One day I was marking essays and Sunny had handed in some very overwrought prose. [Asians tend towards the melodramatic in literature]. Dewy flowers were opening their petals revealing nature’s sun-dappled smile, a rainbow’s kaleidoscope was reflected in the calm pond, angels floated through the azure sky trumpeting nature’s beauty and glory, yada,… yada,…yada. You get the idea. It went on for two very densely packed pages. At the end I had absolutely no idea what she was talking about.

Then I read William’s essay. His writing was more succinct, I can quote the essay’s entirety: “Yesterday I went to Yangmin Mountain. I touched a booby. Score!!!!!” Hemingwayesque.

I looked up to see William craning his head this way and that, with a big silly grin, and puffed out chest—positively glowing. You could see the song running through his head: I touched a booby, I touched a booby, I touched a booby—score! I touched a booby, I touched a booby, I touched  a booby—score!…. You couldn’t help but like the guy.

Meanwhile sitting beside him was the equally readable Sunny. It’s amazing how clear things are from the front of the classroom. You could see the dreams of romance, commitment, roses, sunsets, and paddle boats floating behind her eyes. She was clearly revving up to turn easy-breezy happy-go-lucky William’s life into a raging hellscape of emotion and drama. The big dumb goofy bastard had no idea what was coming. You had to feel sorry for the guy. He’d had a dream. A simple dream. A pure dream. A noble dream. The dream of touching a booby. He’d achieved his dream, and at the very apex of his existence, it was about to turn to dust.
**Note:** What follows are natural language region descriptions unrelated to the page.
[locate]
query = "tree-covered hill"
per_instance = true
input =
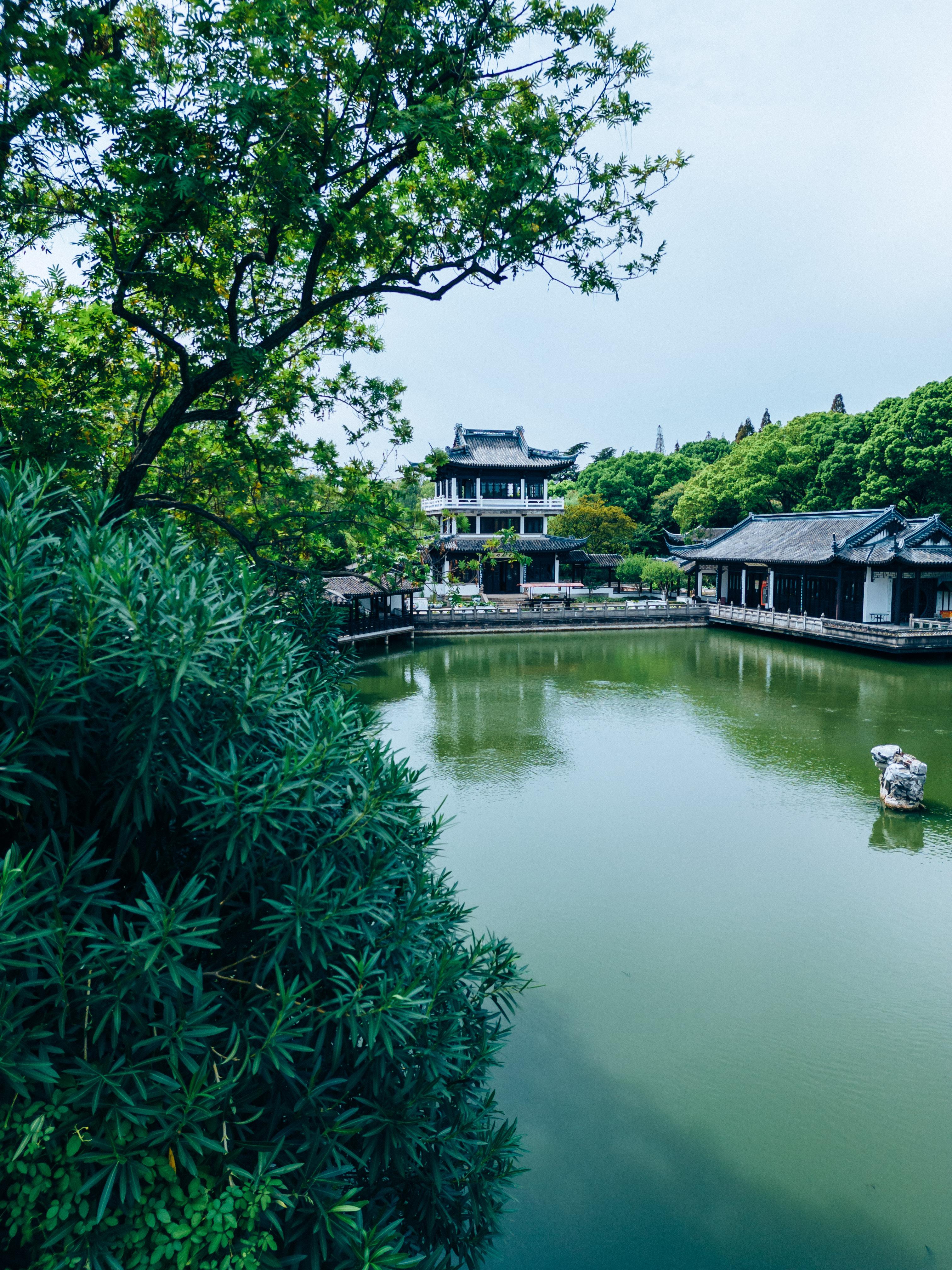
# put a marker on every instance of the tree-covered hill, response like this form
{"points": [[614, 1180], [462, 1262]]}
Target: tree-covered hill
{"points": [[898, 453], [647, 486]]}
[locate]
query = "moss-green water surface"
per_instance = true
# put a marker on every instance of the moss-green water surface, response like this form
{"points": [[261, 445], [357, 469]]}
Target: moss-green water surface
{"points": [[740, 1053]]}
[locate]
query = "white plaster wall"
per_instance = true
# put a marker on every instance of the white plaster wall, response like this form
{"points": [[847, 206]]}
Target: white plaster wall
{"points": [[878, 596]]}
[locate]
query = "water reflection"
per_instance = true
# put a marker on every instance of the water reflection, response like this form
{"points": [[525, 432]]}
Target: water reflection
{"points": [[893, 831], [676, 831], [663, 1197], [810, 713], [493, 712]]}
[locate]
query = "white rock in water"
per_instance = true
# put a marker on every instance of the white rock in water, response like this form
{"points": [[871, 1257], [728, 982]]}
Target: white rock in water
{"points": [[884, 755], [902, 779]]}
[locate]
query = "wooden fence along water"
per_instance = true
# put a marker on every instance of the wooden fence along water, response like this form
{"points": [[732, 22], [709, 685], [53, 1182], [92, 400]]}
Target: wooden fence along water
{"points": [[918, 638], [473, 621]]}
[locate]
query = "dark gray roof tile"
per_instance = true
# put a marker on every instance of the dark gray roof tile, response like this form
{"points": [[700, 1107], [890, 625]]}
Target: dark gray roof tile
{"points": [[503, 448]]}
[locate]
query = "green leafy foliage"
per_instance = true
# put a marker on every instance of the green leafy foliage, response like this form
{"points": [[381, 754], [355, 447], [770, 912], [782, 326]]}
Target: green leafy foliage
{"points": [[242, 1023], [253, 183], [632, 568], [900, 453], [606, 528], [637, 483], [74, 386], [662, 576]]}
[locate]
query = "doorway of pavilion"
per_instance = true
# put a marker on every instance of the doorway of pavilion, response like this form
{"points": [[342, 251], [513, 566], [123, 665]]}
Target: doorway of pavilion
{"points": [[757, 588], [908, 605], [501, 577]]}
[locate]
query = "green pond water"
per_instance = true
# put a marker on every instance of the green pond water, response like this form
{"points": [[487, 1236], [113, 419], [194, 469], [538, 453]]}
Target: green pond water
{"points": [[740, 1050]]}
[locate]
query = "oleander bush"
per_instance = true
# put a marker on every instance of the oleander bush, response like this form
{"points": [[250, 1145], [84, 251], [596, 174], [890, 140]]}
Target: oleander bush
{"points": [[242, 1020]]}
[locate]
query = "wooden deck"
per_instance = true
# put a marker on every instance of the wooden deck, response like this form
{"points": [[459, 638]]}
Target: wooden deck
{"points": [[867, 637], [892, 641], [461, 621]]}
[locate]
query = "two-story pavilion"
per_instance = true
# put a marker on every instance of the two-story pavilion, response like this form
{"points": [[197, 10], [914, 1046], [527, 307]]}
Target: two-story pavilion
{"points": [[493, 482], [874, 566]]}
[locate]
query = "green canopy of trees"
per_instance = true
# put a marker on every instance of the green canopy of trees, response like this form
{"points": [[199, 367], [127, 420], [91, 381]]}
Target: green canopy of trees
{"points": [[252, 186], [244, 1021], [606, 528], [640, 483], [900, 453]]}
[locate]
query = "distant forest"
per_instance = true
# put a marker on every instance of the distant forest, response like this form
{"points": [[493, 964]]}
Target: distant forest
{"points": [[899, 453]]}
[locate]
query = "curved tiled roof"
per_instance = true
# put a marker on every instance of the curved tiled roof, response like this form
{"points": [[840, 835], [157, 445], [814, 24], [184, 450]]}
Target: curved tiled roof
{"points": [[824, 538], [534, 544], [503, 448], [352, 586]]}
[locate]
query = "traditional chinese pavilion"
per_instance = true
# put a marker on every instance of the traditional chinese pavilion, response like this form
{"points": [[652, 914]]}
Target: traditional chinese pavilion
{"points": [[873, 566], [494, 481]]}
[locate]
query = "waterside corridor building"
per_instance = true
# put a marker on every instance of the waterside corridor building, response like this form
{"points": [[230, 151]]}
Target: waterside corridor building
{"points": [[856, 566]]}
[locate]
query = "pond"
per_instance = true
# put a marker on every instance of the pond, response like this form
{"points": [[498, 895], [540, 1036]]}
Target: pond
{"points": [[739, 1056]]}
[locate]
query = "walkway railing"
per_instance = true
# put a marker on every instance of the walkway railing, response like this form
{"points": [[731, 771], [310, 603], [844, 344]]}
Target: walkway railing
{"points": [[558, 615], [921, 634], [366, 624], [768, 619]]}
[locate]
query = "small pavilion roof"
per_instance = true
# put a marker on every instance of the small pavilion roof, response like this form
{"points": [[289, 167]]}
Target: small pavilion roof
{"points": [[532, 544], [601, 559], [503, 448], [353, 586], [857, 536]]}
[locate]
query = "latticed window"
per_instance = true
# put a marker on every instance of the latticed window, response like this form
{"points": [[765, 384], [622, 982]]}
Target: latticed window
{"points": [[502, 489]]}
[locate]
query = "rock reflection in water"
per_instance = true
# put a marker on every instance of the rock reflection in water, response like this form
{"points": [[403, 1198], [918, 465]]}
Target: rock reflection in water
{"points": [[893, 831]]}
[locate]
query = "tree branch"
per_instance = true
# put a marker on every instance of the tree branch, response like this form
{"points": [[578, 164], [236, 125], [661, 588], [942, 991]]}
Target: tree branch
{"points": [[243, 540]]}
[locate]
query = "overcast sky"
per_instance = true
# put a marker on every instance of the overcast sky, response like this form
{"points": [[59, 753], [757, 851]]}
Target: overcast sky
{"points": [[809, 243]]}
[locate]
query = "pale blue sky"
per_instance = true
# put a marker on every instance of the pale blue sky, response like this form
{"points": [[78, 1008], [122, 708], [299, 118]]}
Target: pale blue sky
{"points": [[809, 242]]}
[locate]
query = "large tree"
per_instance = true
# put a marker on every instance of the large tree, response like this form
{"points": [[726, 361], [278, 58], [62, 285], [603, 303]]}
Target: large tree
{"points": [[253, 185], [243, 1021], [606, 528]]}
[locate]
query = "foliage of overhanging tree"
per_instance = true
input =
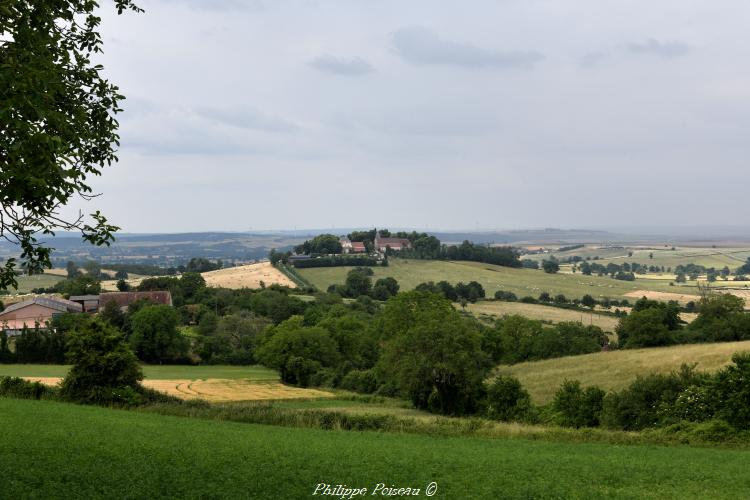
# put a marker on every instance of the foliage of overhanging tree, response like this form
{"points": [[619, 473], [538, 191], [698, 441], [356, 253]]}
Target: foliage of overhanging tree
{"points": [[57, 124]]}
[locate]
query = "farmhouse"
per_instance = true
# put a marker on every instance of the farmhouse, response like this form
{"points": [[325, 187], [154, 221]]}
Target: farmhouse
{"points": [[348, 246], [381, 244], [124, 299], [90, 303], [36, 311]]}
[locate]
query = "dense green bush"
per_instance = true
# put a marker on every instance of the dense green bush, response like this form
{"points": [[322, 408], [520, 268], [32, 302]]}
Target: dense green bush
{"points": [[577, 407], [363, 381], [15, 387], [647, 400], [505, 296], [105, 370], [431, 354], [507, 400], [297, 351]]}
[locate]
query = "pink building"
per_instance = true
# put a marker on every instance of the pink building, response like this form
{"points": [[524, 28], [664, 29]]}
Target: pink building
{"points": [[36, 311]]}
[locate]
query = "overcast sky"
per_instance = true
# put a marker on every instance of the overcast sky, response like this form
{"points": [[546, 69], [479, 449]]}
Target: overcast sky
{"points": [[482, 114]]}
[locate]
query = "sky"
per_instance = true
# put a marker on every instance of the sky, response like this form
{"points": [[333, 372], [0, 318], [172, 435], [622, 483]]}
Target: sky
{"points": [[251, 114]]}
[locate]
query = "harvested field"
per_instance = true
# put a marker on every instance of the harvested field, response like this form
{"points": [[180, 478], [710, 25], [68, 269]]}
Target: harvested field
{"points": [[683, 298], [220, 390], [615, 370], [248, 276], [544, 313]]}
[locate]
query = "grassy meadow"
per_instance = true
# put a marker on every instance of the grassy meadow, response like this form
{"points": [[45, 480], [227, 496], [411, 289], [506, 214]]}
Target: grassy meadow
{"points": [[522, 282], [28, 283], [64, 451], [542, 312], [615, 370]]}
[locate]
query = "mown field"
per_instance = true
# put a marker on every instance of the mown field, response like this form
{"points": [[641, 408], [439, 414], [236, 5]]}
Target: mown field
{"points": [[28, 283], [543, 313], [614, 370], [65, 451], [732, 257], [522, 282], [155, 372]]}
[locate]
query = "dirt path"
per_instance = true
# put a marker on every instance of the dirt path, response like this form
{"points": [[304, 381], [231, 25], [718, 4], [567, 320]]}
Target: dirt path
{"points": [[219, 390], [248, 276]]}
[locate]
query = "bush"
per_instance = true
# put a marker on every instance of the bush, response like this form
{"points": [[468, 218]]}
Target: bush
{"points": [[15, 387], [576, 407], [731, 389], [360, 381], [505, 296], [647, 400], [507, 400]]}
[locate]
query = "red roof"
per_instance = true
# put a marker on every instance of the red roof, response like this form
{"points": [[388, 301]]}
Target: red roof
{"points": [[124, 299]]}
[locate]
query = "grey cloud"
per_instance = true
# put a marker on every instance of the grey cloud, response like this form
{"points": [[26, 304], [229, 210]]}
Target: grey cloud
{"points": [[421, 46], [356, 66], [667, 50], [219, 5], [593, 59], [247, 118]]}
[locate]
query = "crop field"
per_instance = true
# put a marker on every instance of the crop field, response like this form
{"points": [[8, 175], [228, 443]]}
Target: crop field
{"points": [[248, 276], [616, 369], [64, 450], [28, 283], [155, 372], [732, 257], [543, 313], [522, 282]]}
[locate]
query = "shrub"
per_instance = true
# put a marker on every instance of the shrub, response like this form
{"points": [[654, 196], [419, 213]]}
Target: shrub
{"points": [[507, 400], [360, 381], [16, 387], [576, 407], [105, 370], [506, 296], [731, 390]]}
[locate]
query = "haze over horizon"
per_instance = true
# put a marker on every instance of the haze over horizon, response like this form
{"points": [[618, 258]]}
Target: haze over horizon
{"points": [[512, 114]]}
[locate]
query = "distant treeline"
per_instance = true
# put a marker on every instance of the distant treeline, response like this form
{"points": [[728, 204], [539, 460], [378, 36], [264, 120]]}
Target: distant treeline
{"points": [[423, 246], [143, 269], [335, 261]]}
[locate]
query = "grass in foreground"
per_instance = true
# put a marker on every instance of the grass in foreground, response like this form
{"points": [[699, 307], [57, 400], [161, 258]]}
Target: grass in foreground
{"points": [[522, 282], [615, 370], [60, 450], [155, 372]]}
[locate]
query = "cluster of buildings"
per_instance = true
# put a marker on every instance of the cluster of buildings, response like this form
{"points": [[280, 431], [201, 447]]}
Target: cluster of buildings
{"points": [[381, 244], [40, 310]]}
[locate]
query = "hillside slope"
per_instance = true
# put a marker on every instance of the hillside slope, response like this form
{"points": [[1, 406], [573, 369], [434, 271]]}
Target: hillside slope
{"points": [[616, 369]]}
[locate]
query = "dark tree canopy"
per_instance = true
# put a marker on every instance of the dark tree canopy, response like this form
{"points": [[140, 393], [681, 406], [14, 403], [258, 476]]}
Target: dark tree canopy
{"points": [[57, 124]]}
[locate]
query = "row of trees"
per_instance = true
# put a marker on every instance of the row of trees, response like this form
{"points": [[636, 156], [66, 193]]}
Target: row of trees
{"points": [[656, 400], [721, 318]]}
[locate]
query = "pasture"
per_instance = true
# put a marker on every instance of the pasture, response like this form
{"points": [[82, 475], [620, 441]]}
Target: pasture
{"points": [[657, 255], [63, 450], [543, 313], [522, 282], [249, 276], [615, 370], [27, 283], [210, 383]]}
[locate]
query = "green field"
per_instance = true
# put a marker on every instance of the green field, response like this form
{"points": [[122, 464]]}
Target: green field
{"points": [[522, 282], [543, 313], [56, 450], [154, 372], [732, 257], [616, 369], [28, 283]]}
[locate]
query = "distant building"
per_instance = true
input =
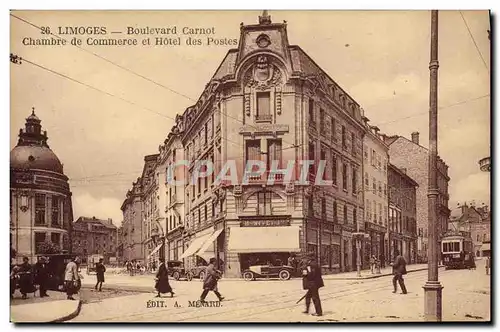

Still, it’s fun for the teacher.

More recently I had the following experience: the Taiwanese government just passed a law giving women up to one day per month leave for menstruation. Most working women don’t avail themselves of the law, fearing it might undermine their status. College women have no such qualms—they are all over that shit. Rarely does a day pass that I don’t have students telling me, in stunning detail, about their periods. It’s kinda awkward and hadn’t been very fun, until I was emailed by one particular student asking for menstrual leave. His name is Jim. I wished him luck and sent him to the Student Affairs office to get a menstrual leave form for me to sign.

If you can’t laugh at your students, who can you laugh at?!?